What was advertised in a colonial American newspaper 250 years ago today?

“At his Shop … in the Street leading from Liberty Bridge to the Mill Dam.”
Like their counterparts in other colonial cities and towns, advertisers in Portsmouth used a variety of landmarks to identify the locations of their shops in the November 27, 1767, edition of the New-Hampshire Gazette. James McDonogh peddled his wares “At his Store on Spring Hill.” Jonathan and Samuel Sparhawk stocked a variety of goods “At the Sign of the State House, near the Parade.” Edmund Davis ran a shop “next Door to the Sign of the Goldsmiths Arms in Queen Street.”

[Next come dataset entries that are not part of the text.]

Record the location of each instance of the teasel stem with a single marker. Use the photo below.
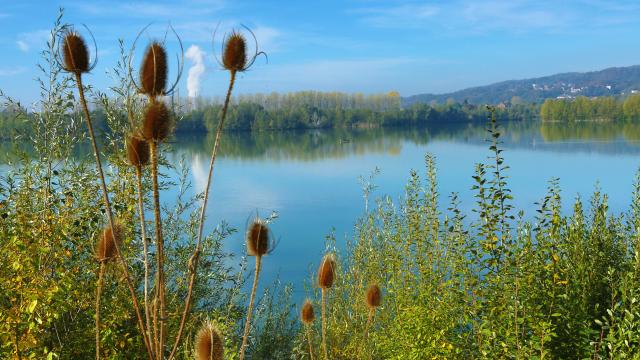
(247, 324)
(145, 249)
(324, 323)
(160, 249)
(308, 329)
(98, 296)
(196, 251)
(367, 326)
(107, 203)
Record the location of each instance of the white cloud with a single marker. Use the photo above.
(12, 71)
(196, 55)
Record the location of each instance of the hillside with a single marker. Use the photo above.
(611, 81)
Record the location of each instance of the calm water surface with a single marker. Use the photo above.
(310, 178)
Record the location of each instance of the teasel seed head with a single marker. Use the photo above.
(137, 151)
(306, 314)
(157, 122)
(153, 74)
(373, 296)
(209, 345)
(106, 250)
(75, 54)
(258, 238)
(234, 57)
(327, 272)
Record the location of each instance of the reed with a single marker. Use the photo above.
(105, 252)
(76, 61)
(138, 155)
(234, 49)
(209, 344)
(373, 300)
(307, 317)
(326, 277)
(258, 244)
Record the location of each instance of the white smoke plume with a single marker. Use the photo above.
(196, 55)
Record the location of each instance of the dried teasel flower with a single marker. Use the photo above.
(373, 296)
(153, 74)
(306, 314)
(137, 151)
(234, 57)
(258, 238)
(209, 345)
(157, 122)
(106, 243)
(327, 272)
(75, 54)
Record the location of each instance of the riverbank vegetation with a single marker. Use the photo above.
(605, 108)
(302, 110)
(415, 281)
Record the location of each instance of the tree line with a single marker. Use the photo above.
(606, 108)
(303, 110)
(315, 110)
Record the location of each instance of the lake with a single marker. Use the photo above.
(310, 178)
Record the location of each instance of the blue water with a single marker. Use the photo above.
(310, 178)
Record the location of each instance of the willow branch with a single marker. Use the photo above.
(107, 203)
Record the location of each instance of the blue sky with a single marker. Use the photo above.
(352, 46)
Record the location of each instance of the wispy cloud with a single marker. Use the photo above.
(11, 71)
(148, 9)
(368, 75)
(470, 16)
(402, 15)
(195, 55)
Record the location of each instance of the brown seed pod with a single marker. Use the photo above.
(306, 314)
(106, 250)
(373, 296)
(75, 53)
(234, 57)
(209, 344)
(153, 74)
(258, 241)
(137, 151)
(327, 272)
(157, 122)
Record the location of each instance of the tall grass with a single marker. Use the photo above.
(494, 283)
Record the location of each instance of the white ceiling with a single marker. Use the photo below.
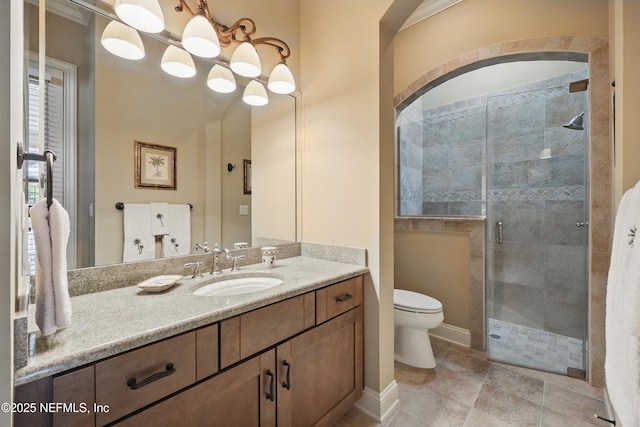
(426, 9)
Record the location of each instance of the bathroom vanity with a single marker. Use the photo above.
(288, 356)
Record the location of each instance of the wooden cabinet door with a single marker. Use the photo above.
(320, 373)
(240, 396)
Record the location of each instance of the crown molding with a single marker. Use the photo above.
(427, 9)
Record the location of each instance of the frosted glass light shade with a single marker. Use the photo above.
(178, 62)
(281, 80)
(221, 80)
(144, 15)
(122, 41)
(245, 61)
(255, 94)
(200, 38)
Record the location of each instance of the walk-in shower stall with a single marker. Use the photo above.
(517, 156)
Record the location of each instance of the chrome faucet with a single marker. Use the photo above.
(196, 268)
(235, 259)
(204, 247)
(215, 266)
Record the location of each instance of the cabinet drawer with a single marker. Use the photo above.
(337, 299)
(168, 366)
(77, 388)
(206, 351)
(250, 333)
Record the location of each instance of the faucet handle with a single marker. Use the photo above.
(235, 258)
(196, 268)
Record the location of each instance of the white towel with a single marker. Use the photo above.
(139, 243)
(51, 233)
(622, 360)
(160, 222)
(178, 242)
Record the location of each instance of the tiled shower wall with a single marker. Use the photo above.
(536, 277)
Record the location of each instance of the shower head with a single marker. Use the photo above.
(575, 123)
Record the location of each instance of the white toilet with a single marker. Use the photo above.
(414, 314)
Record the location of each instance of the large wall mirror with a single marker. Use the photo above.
(119, 102)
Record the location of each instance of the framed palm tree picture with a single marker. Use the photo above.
(155, 166)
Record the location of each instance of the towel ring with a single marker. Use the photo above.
(50, 157)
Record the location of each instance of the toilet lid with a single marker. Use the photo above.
(416, 302)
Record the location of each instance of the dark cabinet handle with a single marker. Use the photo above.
(344, 298)
(134, 385)
(287, 383)
(270, 395)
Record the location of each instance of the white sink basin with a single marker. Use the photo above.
(240, 286)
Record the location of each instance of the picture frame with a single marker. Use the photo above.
(247, 176)
(155, 166)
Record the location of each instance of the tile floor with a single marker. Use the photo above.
(467, 390)
(533, 348)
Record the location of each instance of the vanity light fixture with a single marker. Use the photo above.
(122, 40)
(178, 62)
(203, 36)
(221, 80)
(200, 38)
(143, 15)
(245, 61)
(255, 94)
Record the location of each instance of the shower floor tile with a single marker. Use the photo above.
(534, 348)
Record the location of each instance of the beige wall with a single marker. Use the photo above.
(274, 188)
(473, 24)
(11, 69)
(347, 150)
(236, 146)
(625, 38)
(436, 264)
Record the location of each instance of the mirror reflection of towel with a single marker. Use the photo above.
(160, 221)
(51, 233)
(178, 241)
(139, 243)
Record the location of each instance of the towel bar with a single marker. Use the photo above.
(120, 205)
(49, 157)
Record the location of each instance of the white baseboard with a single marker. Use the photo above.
(611, 413)
(378, 405)
(452, 334)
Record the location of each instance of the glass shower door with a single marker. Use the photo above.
(536, 187)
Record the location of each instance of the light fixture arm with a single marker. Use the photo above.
(240, 31)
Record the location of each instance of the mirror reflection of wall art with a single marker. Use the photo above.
(247, 176)
(155, 166)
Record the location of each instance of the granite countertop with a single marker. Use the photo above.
(114, 321)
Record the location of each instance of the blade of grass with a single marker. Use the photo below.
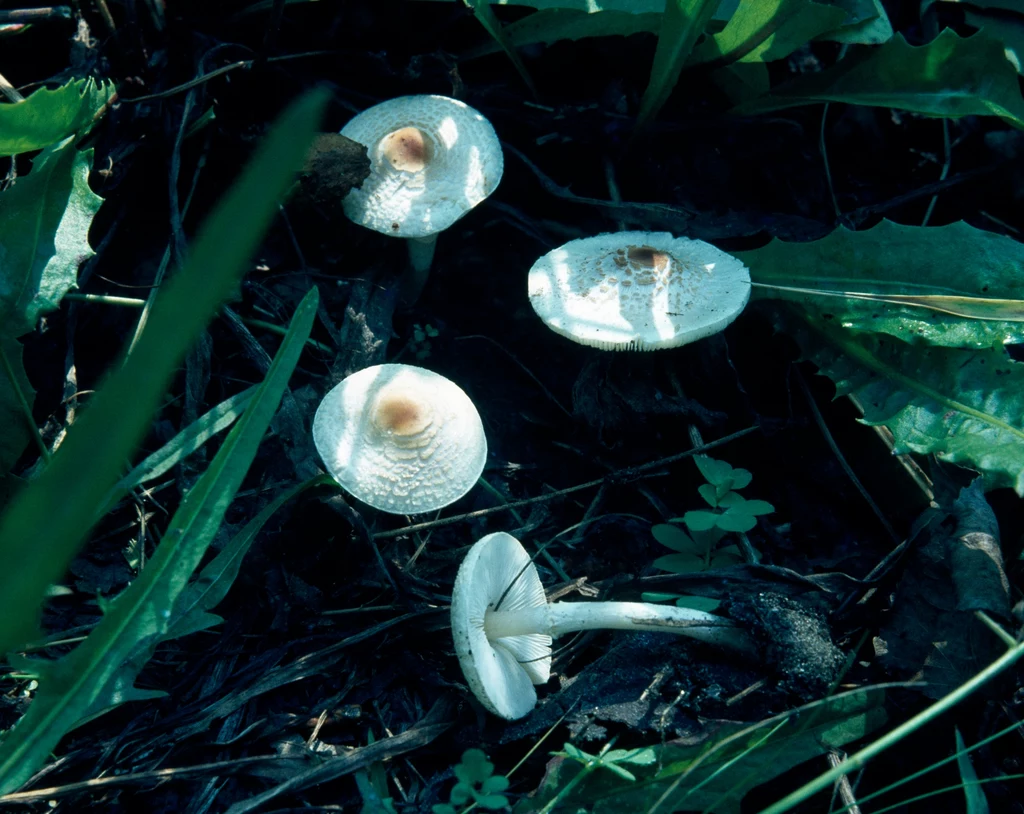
(137, 619)
(856, 761)
(682, 25)
(59, 507)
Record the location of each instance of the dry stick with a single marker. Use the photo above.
(842, 460)
(561, 493)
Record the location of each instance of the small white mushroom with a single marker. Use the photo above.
(638, 290)
(502, 625)
(400, 438)
(432, 160)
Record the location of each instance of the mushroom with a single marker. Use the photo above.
(400, 438)
(432, 160)
(638, 290)
(502, 625)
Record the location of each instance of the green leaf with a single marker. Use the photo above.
(964, 405)
(699, 520)
(59, 506)
(683, 23)
(716, 472)
(44, 229)
(138, 618)
(866, 24)
(680, 563)
(758, 507)
(698, 603)
(15, 397)
(675, 538)
(768, 30)
(554, 25)
(710, 494)
(715, 776)
(49, 116)
(948, 77)
(952, 285)
(735, 519)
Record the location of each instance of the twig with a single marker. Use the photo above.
(622, 473)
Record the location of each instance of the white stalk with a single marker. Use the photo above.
(421, 256)
(556, 618)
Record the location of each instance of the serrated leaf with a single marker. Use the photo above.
(736, 520)
(965, 407)
(953, 285)
(44, 229)
(866, 24)
(949, 77)
(680, 563)
(682, 26)
(699, 520)
(81, 682)
(14, 430)
(49, 116)
(675, 538)
(768, 30)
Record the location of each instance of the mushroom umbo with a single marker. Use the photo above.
(502, 625)
(638, 290)
(432, 160)
(400, 438)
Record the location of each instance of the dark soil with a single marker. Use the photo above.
(338, 638)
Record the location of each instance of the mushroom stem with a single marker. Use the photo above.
(421, 255)
(557, 617)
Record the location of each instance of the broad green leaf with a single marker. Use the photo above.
(138, 618)
(768, 30)
(953, 285)
(562, 24)
(44, 229)
(59, 506)
(15, 397)
(735, 519)
(682, 26)
(716, 777)
(699, 520)
(49, 116)
(675, 538)
(948, 77)
(966, 407)
(680, 563)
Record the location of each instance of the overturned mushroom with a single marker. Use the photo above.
(432, 160)
(400, 438)
(638, 290)
(502, 625)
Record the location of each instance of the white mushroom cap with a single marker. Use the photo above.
(432, 160)
(638, 290)
(400, 438)
(497, 573)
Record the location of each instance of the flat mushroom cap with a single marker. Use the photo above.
(400, 438)
(501, 673)
(432, 160)
(638, 290)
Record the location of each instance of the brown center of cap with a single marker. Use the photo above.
(647, 257)
(400, 413)
(408, 150)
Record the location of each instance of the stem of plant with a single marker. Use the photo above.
(556, 618)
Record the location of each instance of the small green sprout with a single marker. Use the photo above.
(477, 783)
(701, 549)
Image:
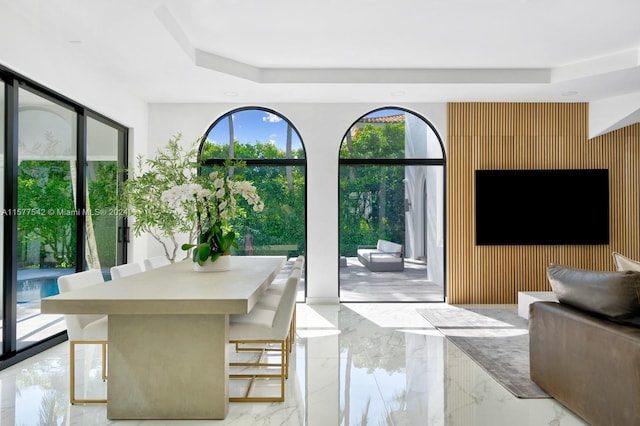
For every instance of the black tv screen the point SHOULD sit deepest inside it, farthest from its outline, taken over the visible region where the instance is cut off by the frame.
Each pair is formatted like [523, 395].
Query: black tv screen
[542, 207]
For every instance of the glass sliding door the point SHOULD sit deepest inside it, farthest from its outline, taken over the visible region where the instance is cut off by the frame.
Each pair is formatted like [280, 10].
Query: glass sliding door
[61, 164]
[46, 212]
[101, 214]
[2, 185]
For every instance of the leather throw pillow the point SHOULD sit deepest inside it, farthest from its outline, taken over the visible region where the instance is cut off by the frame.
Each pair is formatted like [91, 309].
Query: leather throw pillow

Pierse Long included the most elaborate directions in his advertisement: “At his Shop near the Reverend Mr. Haven’s Meeting House, in the Street leading from Liberty Bridge to the Mill Dam.” These directions referenced an important landmark with renewed significance: the Liberty Bridge. The Townshend Act went into effect a week earlier, spurring heightened anxieties and contemplation about the meaning of political and economic liberty among American colonists. Elsewhere in the November 27 issue, the printers of the New-Hampshire Gazette inserted updates about the actions taken by the Boston town meeting “to discourage the use of foreign Superfluities as the only means of saving the Country from impending ruin.” The first page featured an extensive item reprinted from the Boston Post-Boy. In it, an anonymous author addressed “My Dear Countrymen” and recommended “the disuse of the most luxurious and enervating article of BOHEA TEA” in favor of Labrador tea cultivated in North America. In summation, that author argued, “Thus my countrymen, by consuming less of what we are not really in want of, and by industriously cultivating and improving the natural advantages of our own country, we might save our substance, even our lands, from becoming the property of others, and we might effectually preserve our virtue and our liberty, to the latest posterity.” The Fowles also reprinted a poem “ADRESSED TO THE LADIES” from the Massachusetts Gazette that encouraged wearing homespun instead of imported textiles and instructed female consumers to “Throw aside your Bohea, and your Green Hyson Tea.” Both news and entertainment items addressed the imbalance of trade between Britain and the colonies, a situation that became even more troubling with the imposition of new duties on certain imported goods.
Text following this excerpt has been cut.